You can the just join these threads from your main program, so you'll see a bunch of completion messages and your program will terminate when they're all done, as required.
Here's a quick and simple demonstration:
#!/usr/bin/python
import threading
import time
def really_simple_callback(message):
"""
This is a really simple callback. `sys.stdout` already has a lock built-in,
so this is fine to do.
"""
print message
def threaded_target(sleeptime, callback):
"""
Target for the threads: sleep and call back with completion message.
"""
time.sleep(sleeptime)
callback("%s completed!" % threading.current_thread())
if __name__ == '__main__':
# Keep track of the threads we create
threads = []
# callback_when_done is effectively a function
callback_when_done = really_simple_callback
for idx in xrange(0, 10):
threads.append(
threading.Thread(
target=threaded_target,
name="Thread #%d" % idx,
args=(10 - idx, callback_when_done)
)
)
[t.start() for t in threads]
[t.join() for t in threads]
# Note that thread #0 runs for the longest, but we'll see its message first!
What I would suggest is loop like this
while len(threadSet) > 0:
time.sleep(1)
for thread in theadSet:
if not thread.isAlive()
print "Thread "+thread.getName()+" terminated"
threadSet.remove(thread)
There is a 1 second sleep, so there will be a slight delay between the thread termination and the message being printed. If you can live with this delay, then I think this is a simpler solution than the one you proposed in your question.
You can let the threads push their results into a threading.Queue.
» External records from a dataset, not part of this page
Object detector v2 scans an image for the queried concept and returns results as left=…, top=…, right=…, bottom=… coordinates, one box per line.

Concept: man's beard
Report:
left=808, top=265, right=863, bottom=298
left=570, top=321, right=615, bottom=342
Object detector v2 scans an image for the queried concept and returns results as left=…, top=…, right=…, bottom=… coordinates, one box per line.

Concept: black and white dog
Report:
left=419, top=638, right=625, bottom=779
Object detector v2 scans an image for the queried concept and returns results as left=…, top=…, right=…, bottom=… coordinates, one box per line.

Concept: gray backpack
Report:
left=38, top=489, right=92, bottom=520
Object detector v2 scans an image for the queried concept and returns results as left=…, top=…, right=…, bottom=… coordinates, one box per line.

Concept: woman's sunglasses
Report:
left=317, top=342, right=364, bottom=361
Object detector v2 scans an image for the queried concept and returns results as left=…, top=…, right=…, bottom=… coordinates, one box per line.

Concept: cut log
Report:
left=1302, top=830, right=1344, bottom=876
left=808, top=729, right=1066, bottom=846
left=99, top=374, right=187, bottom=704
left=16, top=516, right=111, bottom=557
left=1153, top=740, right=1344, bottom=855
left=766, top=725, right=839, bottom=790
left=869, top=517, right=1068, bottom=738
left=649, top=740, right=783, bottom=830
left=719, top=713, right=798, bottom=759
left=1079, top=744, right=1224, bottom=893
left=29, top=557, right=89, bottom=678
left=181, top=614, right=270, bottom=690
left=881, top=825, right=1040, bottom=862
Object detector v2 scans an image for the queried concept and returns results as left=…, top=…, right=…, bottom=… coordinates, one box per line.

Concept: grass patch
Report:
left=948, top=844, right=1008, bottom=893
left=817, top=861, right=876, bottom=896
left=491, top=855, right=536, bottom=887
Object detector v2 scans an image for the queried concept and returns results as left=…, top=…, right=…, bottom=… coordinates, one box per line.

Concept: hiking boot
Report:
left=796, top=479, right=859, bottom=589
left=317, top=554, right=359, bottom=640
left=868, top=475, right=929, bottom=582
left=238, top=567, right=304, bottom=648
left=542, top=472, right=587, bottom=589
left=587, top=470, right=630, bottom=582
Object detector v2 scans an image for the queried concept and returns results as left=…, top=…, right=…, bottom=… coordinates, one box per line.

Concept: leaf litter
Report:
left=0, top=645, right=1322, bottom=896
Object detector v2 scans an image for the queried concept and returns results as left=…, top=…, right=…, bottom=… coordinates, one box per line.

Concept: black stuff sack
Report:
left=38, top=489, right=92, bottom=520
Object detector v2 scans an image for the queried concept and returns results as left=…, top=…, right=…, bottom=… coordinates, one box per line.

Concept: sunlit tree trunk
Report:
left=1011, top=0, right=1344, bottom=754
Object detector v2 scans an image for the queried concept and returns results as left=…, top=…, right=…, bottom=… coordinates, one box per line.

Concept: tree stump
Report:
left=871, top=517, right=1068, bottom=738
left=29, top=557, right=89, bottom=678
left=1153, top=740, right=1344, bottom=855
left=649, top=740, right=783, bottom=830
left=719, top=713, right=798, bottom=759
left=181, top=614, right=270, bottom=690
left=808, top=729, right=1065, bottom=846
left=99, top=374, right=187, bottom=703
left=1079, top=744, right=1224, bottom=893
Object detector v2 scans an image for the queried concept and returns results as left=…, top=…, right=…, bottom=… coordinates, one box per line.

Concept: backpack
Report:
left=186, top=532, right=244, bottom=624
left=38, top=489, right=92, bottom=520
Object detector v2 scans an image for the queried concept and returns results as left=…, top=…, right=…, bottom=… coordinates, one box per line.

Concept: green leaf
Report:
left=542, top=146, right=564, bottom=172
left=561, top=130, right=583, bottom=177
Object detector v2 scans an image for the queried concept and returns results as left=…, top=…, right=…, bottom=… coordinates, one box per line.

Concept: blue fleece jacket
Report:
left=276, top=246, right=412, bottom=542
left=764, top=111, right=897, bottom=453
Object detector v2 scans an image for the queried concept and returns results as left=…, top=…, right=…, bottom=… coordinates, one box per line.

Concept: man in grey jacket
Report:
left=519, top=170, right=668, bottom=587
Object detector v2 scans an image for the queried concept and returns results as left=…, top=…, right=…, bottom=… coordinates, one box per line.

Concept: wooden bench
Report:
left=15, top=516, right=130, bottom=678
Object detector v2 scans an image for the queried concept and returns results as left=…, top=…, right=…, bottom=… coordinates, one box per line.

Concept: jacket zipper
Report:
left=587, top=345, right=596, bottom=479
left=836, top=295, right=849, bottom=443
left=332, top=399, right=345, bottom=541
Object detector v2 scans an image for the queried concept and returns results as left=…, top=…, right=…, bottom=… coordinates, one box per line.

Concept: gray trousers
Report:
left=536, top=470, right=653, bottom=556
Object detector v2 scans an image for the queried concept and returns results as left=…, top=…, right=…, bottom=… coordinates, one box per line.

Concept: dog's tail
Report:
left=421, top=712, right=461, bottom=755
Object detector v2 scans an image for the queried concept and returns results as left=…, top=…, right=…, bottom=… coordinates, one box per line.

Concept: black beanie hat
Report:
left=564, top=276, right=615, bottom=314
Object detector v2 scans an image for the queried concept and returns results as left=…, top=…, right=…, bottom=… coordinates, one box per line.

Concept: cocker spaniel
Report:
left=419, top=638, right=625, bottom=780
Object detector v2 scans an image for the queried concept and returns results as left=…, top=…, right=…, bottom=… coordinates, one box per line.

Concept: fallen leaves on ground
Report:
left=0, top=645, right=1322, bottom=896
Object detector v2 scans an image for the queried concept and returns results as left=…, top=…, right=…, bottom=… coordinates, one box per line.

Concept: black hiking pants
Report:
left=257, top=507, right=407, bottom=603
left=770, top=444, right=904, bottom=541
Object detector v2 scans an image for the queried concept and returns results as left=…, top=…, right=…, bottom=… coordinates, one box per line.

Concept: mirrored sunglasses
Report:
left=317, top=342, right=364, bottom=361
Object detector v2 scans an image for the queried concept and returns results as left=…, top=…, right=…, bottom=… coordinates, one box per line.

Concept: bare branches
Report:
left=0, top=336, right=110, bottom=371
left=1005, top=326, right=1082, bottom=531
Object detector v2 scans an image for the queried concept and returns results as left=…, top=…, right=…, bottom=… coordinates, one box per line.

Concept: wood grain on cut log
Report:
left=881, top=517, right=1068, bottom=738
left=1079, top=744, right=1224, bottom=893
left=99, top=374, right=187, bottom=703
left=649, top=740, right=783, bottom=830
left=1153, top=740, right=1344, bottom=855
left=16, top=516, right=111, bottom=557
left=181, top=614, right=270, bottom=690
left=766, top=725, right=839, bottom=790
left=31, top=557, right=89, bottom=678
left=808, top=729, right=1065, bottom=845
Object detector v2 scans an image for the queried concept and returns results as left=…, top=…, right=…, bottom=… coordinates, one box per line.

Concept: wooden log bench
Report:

Have another thread wait on this queue and print the message as soon as a new item appears.
I'm not sure I see the problem with using:
threading.activeCount()
to track the number of threads that are still active?
Even if you don't know how many threads you're going to launch before starting it seems pretty easy to track. I usually generate thread collections via list comprehension then a simple comparison using activeCount to the list size can tell you how many have finished.
See here: http://docs.python.org/library/threading.html
Alternately, once you have your thread objects you can just use the .isAlive method within the thread objects to check.
I just checked by throwing this into a multithread program I have and it looks fine:
for thread in threadlist:
print(thread.isAlive())
Gives me a list of True/False as the threads turn on and off. So you should be able to do that and check for anything False in order to see if any thread is finished.
I use a slightly different technique because of the nature of the threads I used in my application. To illustrate, this is a fragment of a test-strap program I wrote to scaffold a barrier class for my threading class:
while threads:
finished = set(threads) - set(threading.enumerate())
while finished:
ttt = finished.pop()
threads.remove(ttt)
time.sleep(0.5)
Why do I do it this way? In my production code, I have a time limit, so the first line actually reads "while threads and time.time() < cutoff_time". If I reach the cut-off, I then have code to tell the threads to shut down.